Questo carattere contraddittorio della nozione stessa di sinistra, nella fase attuale, ha potuto essere rimosso per qualche tempo. Lo strumento della rimozione è stato, per lunghi anni, l’antiberlusconismo ossessivo. Incapaci di dare un senso all’esistenza delle proprie organizzazioni, che non fosse l’attaccamento personale al potere e ai suoi vantaggi, i ceti dirigenti della sinistra italiana hanno posto il rifiuto di Berlusconi come unico contenuto e collante della propria parte politica. Ma nel momento in cui il Partito Democratico di Veltroni ha scelto di presentarsi da solo alle elezioni, l’antiberlusconismo ha funzionato contro la sinistra (cioè la sinistra arcobaleno). Se per anni si ripete che la cosa fondamentale, alla quale tutto il resto va subordinato, è impedire l’accesso al potere di Berlusconi, se in nome di questo si sacrifica ogni contenuto reale della propria politica, è chiaro che i partiti di sinistra finiscono per perdere il proprio elettorato: nella situazione in cui  ci si è trovati alle politiche del 2008, chi era legato ai contenuti reali di una politica di sinistra si è astenuto (o ha espresso un ininfluente voto per piccole formazioni di estrema sinistra)  perché ha capito che tali contenuti verranno sempre e comunque sacrificati alla necessità delle alleanze antiberlusconiane, mentre chi ha davvero introiettato la necessità di combattere Berlusconi come fine principale della politica ha votato PD.
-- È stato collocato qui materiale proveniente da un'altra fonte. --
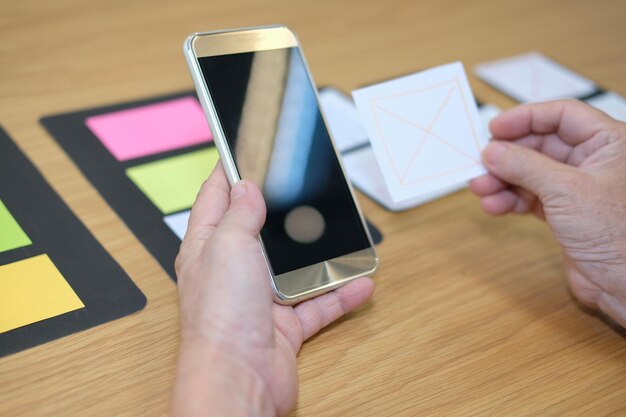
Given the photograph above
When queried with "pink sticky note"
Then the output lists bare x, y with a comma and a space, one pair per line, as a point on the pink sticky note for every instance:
151, 129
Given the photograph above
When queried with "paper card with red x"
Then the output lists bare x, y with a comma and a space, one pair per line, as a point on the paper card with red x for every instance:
425, 130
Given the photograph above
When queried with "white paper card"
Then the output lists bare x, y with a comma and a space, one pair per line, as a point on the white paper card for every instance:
342, 119
425, 130
532, 77
611, 103
178, 223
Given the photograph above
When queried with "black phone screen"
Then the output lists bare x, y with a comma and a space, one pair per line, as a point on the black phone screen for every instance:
268, 110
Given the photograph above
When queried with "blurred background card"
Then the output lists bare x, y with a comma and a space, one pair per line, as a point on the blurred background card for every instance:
533, 77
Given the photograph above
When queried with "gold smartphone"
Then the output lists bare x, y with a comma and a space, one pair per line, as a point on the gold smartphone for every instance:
263, 110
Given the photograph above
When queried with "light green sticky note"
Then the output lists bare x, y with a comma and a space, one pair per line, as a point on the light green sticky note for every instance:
11, 234
172, 184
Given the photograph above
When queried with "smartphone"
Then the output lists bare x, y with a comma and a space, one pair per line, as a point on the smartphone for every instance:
262, 106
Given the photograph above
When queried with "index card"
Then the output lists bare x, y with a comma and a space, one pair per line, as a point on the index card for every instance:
611, 103
532, 77
425, 130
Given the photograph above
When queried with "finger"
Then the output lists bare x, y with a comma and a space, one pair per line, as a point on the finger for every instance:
246, 213
319, 312
548, 144
500, 203
211, 203
572, 120
526, 168
486, 185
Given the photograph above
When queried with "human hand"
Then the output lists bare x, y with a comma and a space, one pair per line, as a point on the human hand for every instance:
565, 162
238, 348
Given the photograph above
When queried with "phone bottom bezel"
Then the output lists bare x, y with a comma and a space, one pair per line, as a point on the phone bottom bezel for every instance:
298, 285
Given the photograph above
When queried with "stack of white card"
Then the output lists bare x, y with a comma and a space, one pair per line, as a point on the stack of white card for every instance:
533, 77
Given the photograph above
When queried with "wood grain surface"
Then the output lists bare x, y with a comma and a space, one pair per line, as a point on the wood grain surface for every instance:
471, 315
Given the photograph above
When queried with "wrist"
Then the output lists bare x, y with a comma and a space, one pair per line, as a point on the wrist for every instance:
211, 381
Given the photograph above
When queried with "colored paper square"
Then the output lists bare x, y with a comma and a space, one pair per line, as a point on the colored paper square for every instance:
151, 129
11, 234
173, 183
33, 290
178, 223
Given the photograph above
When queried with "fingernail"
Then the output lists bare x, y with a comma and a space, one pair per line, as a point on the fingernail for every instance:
239, 189
493, 152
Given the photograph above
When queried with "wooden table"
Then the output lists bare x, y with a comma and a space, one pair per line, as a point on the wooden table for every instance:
471, 315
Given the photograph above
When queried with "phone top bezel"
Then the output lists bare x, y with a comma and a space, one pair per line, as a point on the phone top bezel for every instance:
314, 279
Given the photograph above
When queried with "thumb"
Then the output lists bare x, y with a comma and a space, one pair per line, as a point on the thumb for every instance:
525, 167
246, 212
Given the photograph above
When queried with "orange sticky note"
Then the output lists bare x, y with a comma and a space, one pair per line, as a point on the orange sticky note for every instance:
32, 290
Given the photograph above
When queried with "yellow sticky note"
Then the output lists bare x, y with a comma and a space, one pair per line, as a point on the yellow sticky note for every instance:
32, 290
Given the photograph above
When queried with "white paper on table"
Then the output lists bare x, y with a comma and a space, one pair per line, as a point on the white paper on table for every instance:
342, 119
611, 103
425, 130
533, 77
Questa scomparsa della sinistra non ci addolora. Essa sgombra il campo dagli equivoci, fa chiarezza, e la chiarezza è sempre benvenuta. La realtà ha fatto tornare i conti, cancellando dalla storia una impostazione storica e politica ormai priva di fondamenti. Non si tratta ora di ricostruire una nuova sinistra (o una caricatura di partito comunista), che sarà finalmente quella buona, quella giusta, quella vera. Si tratta invece di capire come sia possibile far vivere gli ideali di emancipazione, giustizia, solidarietà (o, se si preferisce, i classici ideali di libertà, uguaglianza, fraternità), in una situazione in cui non è più possibile la lotta politica come l’abbiamo conosciuta finora.